Distance d’arrêt du feu : 75 yards; 75 yards
Cartouches tirées : 2 720; 340 par mitrailleuse

RAPPORT GÉNÉRAL

J’étais Jaune 4 du 403e Escadron (canadien) lors de l’opération Circus 81. À 26 000 pieds, au nord de Saint-Omer, j’ai aperçu de 15 à 20 appareils ennemis se dirigeant nord-ouest à une altitude de 15 000 pieds. Le commandant de l’escadron nous a ordonné de passer à l’attaque.
Le sous-lieutenant d’aviation N.R.D. Dick dans le cockpit de son Spitfire.
Service d’imagerie de la Défense nationale, PL 4561.

En plongeant, j’ai vu un Me 109F qui attaquait Jaune 3 par l’arrière et j’ai tiré une salve de 2 secondes à 400 pieds; mais j’ai manqué la cible et l’appareil ennemi s’est dégagé par un demi-tonneau à gauche. J’étais alors à 24 000 pieds en direction nord et j’ai procédé à un virage ascendant serré vers la droite. J’ai vu alors 3 Me. 109F alignés de front, volant à une altitude supérieure, 26 000 pieds, en direction de l’est. J’ai tiré une deuxième salve de 7 secondes à 250 yards de distance contre l’appareil du centre et une épaisse fumée noire est sortie du ventre.

J’ai vu des balles traçantes frapper le cockpit et le fuselage, et j’ai alors lâché une autre salve de 2 secondes à 75 yards : l’appareil ennemi a explosé et est tombé en vrille, en flammes. Les deux autres appareils ennemis ont alors disparu en plongeant vers le sud. J’étais alors seul et ne pouvais apercevoir aucun de nos appareils. J’allais me diriger vers ma base quand j’al aperçu 6 Me 109 dans le soleil à 2 000 pieds au-dessus de moi, se dirigeant nord-ouest en formation peu serrée. Je me suis mis à couvert dans les nuages et, gagnant la côte vers Gravelines, j’ai aperçu un Spitfire à 1 000 pieds au-dessus de moi, à environ 18 000 pieds d’altitude, qui était attaqué sur le quart arrière droit par un Me 109F.

Je suis remonté et j’ai tiré une salve de 4 secondes contre son fuselage, à 150 yards de distance. Peu après, des flammes et de la fumée noire s’échappaient de son fuselage. Il disparut de ma vue alors qu’il plongeait en flammes vers la droite. J’ai ensuite aperçu un autre appareil ennemi au-dessous de moi, à 15 00 pieds, et j’ai utilisé ce qui me restait de munitions pour tirer une salve de 2 secondes à 350 yards de distance. Je n’ai pas vu ce que cela a donné mais je crois avoir touché la queue de l’avion. Pendant ce temps, j’ai été attaqué à gauche et à droite par deux appareils ennemis. L’extrémité de mon aile droite a été atteinte par trois obus et cassée. L’aile gauche a aussi été touchée par les tirs. En virant à gauche je me suis aperçu qu’un tir avait touché la base de la colonne de direction, mettant mon aileron droit hors d’usage. Ne pouvant reprendre la ligne droite, je tirai à fond le gouvernail droit pour redresser l’appareil.

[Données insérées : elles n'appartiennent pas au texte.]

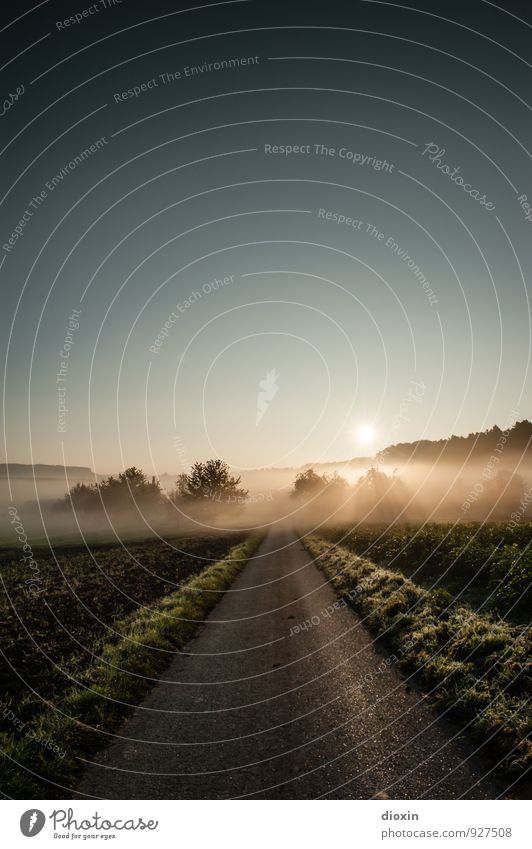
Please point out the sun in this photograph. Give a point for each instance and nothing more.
(365, 434)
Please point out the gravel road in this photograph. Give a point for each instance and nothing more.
(249, 710)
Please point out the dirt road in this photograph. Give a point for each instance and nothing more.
(249, 710)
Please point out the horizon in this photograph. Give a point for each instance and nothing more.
(355, 459)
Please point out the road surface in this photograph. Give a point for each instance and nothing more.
(249, 710)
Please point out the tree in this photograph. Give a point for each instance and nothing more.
(309, 484)
(210, 480)
(130, 488)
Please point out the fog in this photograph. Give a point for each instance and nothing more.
(341, 493)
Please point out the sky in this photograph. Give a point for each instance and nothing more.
(264, 232)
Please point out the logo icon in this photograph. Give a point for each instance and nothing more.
(32, 822)
(268, 389)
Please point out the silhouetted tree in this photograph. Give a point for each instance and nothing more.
(210, 480)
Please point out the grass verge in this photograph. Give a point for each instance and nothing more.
(478, 667)
(44, 753)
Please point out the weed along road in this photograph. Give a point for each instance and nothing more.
(282, 694)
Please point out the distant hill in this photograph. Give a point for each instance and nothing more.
(44, 472)
(476, 447)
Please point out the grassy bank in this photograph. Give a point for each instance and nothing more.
(488, 565)
(44, 753)
(475, 666)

Arrivé à 6 000 pieds, j’ai zigzagué pour me mettre à couvert dans les nuages et ai été encore attaqué par l’arrière. La grille du radiateur a été touchée ainsi que le rétroviseur. Le cockpit s’est rempli de fumée blanche.

J’ai tiré la manette d’éjection de la verrière du cockpit, qui fut emportée. Du côté gauche, je pouvais apercevoir un autre Me l09F à 1 000 yards, prêt à attaquer. J’ai plongé en un lent virage vers la gauche, perdant 3 000 pieds d’altitude. En me rétablissant, j’ai aperçu l’appareil ennemi qui se dirigeait vers la France. Je me suis remis à l’horizontale et me suis rendu compte que le moteur commençait à faiblir. Avec la pompe à main, j’ai injecté du carburant pour pouvoir continuer. À 2 500 pieds au-dessus de la Manche, j ai commencé à perdre le contrôle des commandes et, en apercevant les falaises de Douvres, je me suis rendu compte que je ne pourrais pas atteindre la terre ferme. J’ai alors jeté mon casque. Entre 2 500 et 2 000 pieds, j’ai lancé un appel de détresse avec le bouton D et à 1 800 pieds, j’ai sauté hors de l’appareil, du côté gauche. Mon parachute s’est ouvert facilement.

En descendant j’ai gonflé mon gilet de sauvetage; j’ai perdu une botte et mon revolver. En touchant l’eau, j’ai essayé de détacher mon parachute, mais sans réussir à atteindre la commande.

J’ai été entraîné 3 ou 4 pieds sous l’eau puis ai réussi à me dégager.

J’ai tiré le dinghy vers moi et l’ai gonflé partiellement en donnant un bon tour. Épuisé, je me suis accroché après. Du sommet d’une crête, j’ai vu 6 ou 7 Spitfire et une embarcation de secours qui approchait. Elle m’a rejoint dix minutes plus tard.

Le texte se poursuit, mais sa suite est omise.